Ok, do the same with the horizontal edges from top to bottom. This will give you all possible pairings for top and bottom edges. So, since different rows have different top/bottom pairings, and since different columns will have different left/right pairings, you do indeed get all $81$ possible combinations, and thus all the $81$ different pieces in there.
Here is the resulting solved puzzle (thanks @Frxstrem !)
Solution 2:
This answer, complementing the excellent answer of @Bram28, explains the idea with line coloring. It is possible (see figure 1) to place 10 horizontal and 10 vertical lines using (R,G,B) colors in such a way that the $3^4=81$ different squares are present (for example, there is a unique square with North, West, South, East colored (G,B,R,R) resp.: this square is found in the South East corner). Check that the $3^4=81$ different squares are present once and only once.

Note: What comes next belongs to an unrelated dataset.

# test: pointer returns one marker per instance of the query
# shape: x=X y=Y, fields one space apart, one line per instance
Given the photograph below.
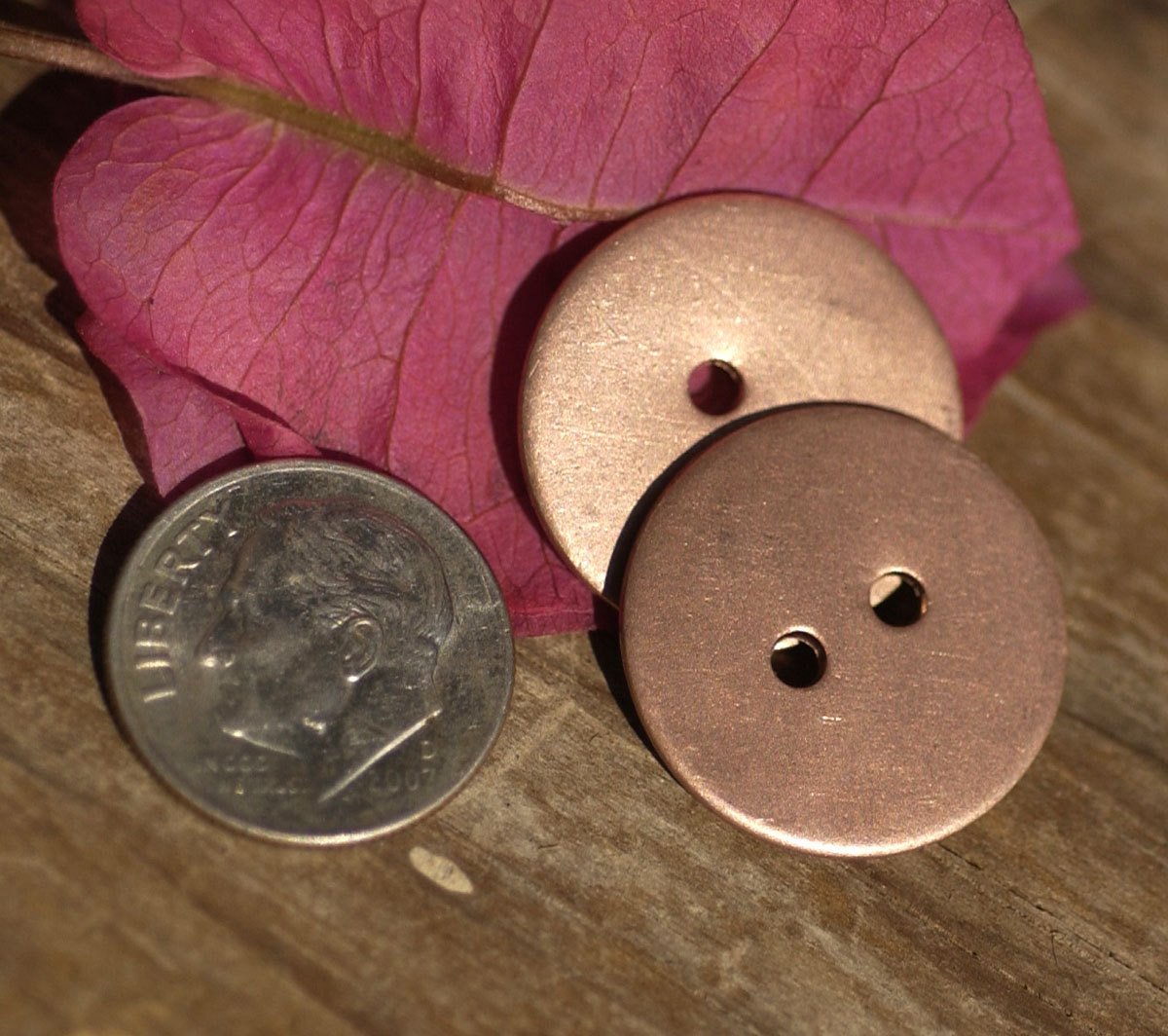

Now, attribute colors to each side according to its shape:
- R$\to$"flat side",
- G$\to$"convex side",
- B$\to$"concave side".
This gives figure 2.
Remarks:
1) The color sequencing of lines and columns has been chosen different in a deliberate way. In fact there are 24 different color sequencements. Why that ? Identify East and West side of the board ; similarly, identify the North and South sides ; said otherwise, consider our puzzle as drawn on a torus, so $9 \times 9$ is the number of pieces and as well the number of lines. This number $9$ is, I would say by chance, a power $9=3^2$, allowing to use the framework of de Bruijn sequences here of type $B(3,2)$. Such a sequence is made of $3^2$ "letters" (imagined arranged in a ring) such that, by sliding a window of width 2 on the sequence, one gets all the words on an alphabet of 3 items : R,G,B. An example : RRGGBBRBG where the window sliding will provide RR,RG,GG,GB,BB,BR,RB,BG and GR, all the words with 2 letters on an alphabet of 3 (please note that the last word, GR, has been obtained by wrapping the sequence). For more, see (https://en.wikipedia.org/wiki/De_Bruijn_sequence) where you will find a formula explaining that there are $6^3/3^2=24$ of them.
2) Out of a solution, one can generally build a big amount of other solutions. For example, in the case of the given figure, consider the two identical $1 \times 4$ (or $1 \times 5$, or $3 \times 3$... !) rectangles in the South West and North East corners of the puzzle : another solution is provided by switching them.
Edit : (Feb 8 '18)
Related :
http://erikdemaine.org/papers/Jigsaw_GC/paper.pdf
What is known about this jigsaw combinatorics problem?
Somewhat related :
https://puzzling.stackexchange.com/a/48864
I found an old reference mentionning an analogous type of pieces in an old-fashioned delicious booklet entitled "New Mathematical Pastimes" by Major McMahon, Cambridge, 1921 (https://archive.org/details/newmathematicalp00macmuoft) (page 69) .